A large sewer line rupture is no one’s idea of a fun holiday, so crews are working diligently to repair corrupted pipeline along W. Tuolumne Road before Christmas.
It’s been almost two weeks since City of Turlock crews discovered a large sink hole on W. Tuolumne Road near Tully Road that was created when a sewer line ruptured. Work was originally expected to be completed by Dec. 13, but the discovery of additional corroded sewer lines is delaying the project, said Interim Development Director/City Engineer Nathan Bray.
“We’re finding that the pipe is not in very good shape. Sewer gases have eaten away the top part of the pipe. We’re actively removing pipe and replacing with a different material,” said Bray.
Shortly after the discovery of the rupture, it was estimated that 30 to 50 feet of sewer pipe line would need to be replaced. The amount of pipeline that is corroded is now upwards of 500 feet, according to Bray.
“As we started replacing sections of pipe, we saw pipe that hadn’t collapsed yet, but was imminent,” he said.
The pipeline that ruptured was made of concrete and rebar and has been in the ground for at least 60 years, according to Bray. Corroded pipeline is being replaced with new thermoplastic high-density polyethylene.
“HDPE resists chemical corrosion, and is much more in line with industry standards of today,” said Bray.

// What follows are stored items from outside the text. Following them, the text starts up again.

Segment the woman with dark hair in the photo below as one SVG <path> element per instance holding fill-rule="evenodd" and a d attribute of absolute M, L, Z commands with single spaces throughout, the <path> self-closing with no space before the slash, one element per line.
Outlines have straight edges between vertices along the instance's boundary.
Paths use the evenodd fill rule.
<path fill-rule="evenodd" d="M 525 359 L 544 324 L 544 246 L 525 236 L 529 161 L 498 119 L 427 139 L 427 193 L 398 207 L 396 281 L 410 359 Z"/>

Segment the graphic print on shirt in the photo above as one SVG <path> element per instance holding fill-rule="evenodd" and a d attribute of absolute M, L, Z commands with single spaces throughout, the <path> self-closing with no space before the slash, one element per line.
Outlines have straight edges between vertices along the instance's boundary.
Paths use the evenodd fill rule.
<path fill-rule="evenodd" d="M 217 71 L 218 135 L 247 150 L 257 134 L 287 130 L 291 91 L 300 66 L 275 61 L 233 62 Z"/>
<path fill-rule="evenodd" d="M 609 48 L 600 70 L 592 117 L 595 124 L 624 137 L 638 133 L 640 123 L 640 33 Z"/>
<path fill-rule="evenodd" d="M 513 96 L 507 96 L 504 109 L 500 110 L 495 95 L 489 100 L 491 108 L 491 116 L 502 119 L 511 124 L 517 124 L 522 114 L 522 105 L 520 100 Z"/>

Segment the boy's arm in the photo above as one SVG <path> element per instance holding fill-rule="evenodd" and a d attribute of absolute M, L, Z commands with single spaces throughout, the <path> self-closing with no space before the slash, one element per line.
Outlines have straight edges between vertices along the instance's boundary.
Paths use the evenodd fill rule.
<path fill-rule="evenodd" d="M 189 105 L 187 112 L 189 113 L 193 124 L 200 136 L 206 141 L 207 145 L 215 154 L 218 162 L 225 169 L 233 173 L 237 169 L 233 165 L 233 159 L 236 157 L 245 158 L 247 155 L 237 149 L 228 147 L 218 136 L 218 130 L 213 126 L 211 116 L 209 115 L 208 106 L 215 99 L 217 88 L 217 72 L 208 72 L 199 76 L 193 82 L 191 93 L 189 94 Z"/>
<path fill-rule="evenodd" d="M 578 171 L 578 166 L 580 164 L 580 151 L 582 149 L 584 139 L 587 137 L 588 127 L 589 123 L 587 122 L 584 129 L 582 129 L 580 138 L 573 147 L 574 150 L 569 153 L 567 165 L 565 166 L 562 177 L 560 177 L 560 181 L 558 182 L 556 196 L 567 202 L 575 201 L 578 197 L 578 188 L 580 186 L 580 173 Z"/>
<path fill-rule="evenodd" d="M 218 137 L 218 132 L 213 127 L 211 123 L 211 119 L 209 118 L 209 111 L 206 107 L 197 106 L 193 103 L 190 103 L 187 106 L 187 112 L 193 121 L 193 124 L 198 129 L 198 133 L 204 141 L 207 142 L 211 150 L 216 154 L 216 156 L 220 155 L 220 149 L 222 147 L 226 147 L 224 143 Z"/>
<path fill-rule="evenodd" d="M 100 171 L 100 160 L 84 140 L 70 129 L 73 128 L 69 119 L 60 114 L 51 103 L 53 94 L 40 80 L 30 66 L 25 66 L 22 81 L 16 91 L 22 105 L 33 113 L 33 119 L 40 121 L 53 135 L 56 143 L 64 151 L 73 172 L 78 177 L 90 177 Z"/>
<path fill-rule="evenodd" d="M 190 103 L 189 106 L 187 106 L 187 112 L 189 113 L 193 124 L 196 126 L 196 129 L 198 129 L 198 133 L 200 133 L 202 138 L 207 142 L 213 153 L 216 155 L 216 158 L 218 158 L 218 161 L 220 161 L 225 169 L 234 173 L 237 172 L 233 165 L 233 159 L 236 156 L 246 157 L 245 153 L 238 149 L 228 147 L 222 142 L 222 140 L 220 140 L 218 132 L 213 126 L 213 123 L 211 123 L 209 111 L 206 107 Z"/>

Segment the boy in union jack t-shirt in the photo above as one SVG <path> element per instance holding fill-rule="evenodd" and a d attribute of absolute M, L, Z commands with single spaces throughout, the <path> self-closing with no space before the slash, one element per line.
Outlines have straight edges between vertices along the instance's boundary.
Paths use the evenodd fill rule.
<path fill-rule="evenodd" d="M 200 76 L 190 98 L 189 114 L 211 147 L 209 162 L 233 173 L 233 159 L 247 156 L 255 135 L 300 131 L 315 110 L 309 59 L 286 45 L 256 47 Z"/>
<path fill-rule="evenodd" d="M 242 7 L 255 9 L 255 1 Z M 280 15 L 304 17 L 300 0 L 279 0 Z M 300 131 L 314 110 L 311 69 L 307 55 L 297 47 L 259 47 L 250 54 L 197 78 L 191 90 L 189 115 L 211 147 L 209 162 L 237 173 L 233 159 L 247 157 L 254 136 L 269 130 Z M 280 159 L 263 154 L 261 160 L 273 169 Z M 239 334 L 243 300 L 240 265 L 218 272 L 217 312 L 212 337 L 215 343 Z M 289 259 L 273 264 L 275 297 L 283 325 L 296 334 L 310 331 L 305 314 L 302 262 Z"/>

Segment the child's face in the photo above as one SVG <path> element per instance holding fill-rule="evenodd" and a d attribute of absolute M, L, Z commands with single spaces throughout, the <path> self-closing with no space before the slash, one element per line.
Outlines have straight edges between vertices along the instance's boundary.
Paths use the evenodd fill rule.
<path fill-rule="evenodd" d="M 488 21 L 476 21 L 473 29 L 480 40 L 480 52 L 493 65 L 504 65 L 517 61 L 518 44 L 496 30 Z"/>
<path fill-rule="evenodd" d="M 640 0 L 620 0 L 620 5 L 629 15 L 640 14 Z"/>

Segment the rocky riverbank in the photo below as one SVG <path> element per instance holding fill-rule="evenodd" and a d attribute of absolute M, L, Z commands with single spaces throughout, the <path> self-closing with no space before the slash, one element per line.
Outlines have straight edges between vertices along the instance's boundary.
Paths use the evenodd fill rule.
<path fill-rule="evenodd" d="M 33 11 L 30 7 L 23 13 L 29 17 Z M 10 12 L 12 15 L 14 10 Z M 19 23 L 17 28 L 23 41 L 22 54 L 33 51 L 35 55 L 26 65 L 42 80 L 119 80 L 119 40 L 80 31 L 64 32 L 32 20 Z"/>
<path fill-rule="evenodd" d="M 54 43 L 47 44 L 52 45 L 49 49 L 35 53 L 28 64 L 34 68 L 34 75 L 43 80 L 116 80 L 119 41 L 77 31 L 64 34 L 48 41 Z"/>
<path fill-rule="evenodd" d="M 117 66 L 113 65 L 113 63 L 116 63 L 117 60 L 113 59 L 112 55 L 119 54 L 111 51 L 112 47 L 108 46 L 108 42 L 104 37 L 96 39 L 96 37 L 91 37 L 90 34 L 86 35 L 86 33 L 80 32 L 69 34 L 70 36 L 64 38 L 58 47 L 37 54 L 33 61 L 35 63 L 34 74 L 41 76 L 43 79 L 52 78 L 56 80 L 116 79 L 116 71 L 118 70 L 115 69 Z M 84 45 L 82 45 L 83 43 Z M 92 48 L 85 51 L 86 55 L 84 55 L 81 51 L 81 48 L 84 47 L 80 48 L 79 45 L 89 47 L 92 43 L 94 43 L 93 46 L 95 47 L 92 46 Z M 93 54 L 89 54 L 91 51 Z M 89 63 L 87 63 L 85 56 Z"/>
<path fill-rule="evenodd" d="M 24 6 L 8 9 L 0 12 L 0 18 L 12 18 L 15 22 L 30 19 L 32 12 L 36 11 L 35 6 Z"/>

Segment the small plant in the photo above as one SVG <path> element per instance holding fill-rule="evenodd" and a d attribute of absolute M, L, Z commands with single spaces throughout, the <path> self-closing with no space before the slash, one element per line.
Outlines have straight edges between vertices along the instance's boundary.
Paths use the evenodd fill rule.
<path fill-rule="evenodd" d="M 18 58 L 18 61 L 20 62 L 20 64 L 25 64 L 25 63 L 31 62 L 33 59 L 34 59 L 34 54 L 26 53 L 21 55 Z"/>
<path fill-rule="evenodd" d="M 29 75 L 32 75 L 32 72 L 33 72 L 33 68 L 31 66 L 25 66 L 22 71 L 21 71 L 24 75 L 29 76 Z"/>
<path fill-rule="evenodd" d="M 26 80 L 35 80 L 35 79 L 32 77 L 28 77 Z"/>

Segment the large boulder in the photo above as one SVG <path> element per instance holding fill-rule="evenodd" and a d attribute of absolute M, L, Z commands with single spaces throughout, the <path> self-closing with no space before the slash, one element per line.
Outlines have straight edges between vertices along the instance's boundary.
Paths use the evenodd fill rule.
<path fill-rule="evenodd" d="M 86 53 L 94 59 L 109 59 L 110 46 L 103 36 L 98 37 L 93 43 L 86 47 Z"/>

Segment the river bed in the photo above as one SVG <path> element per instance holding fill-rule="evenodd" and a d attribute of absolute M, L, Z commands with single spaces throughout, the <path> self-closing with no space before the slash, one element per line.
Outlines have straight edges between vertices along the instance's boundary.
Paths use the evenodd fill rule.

W. Tuolumne Road at Golden State Boulevard has been closed since Dec. 5, with Tully Road open to westbound traffic on Tuolumne. As crews continue to replace pipeline, Bray expects that the Tully Road and Tuolumne intersection will be completely closed off for a short time.
Crews will be working through the weekend and into next week to finish laying the new pipeline and then patching the road. Bray hopes to have the roadway back open by Christmas Eve.
The cost of repairing the ruptured sewer line and roadway is yet unknown, but the funding will come from a non-General Fund account that is specifically used for emergency repairs to wastewater operations.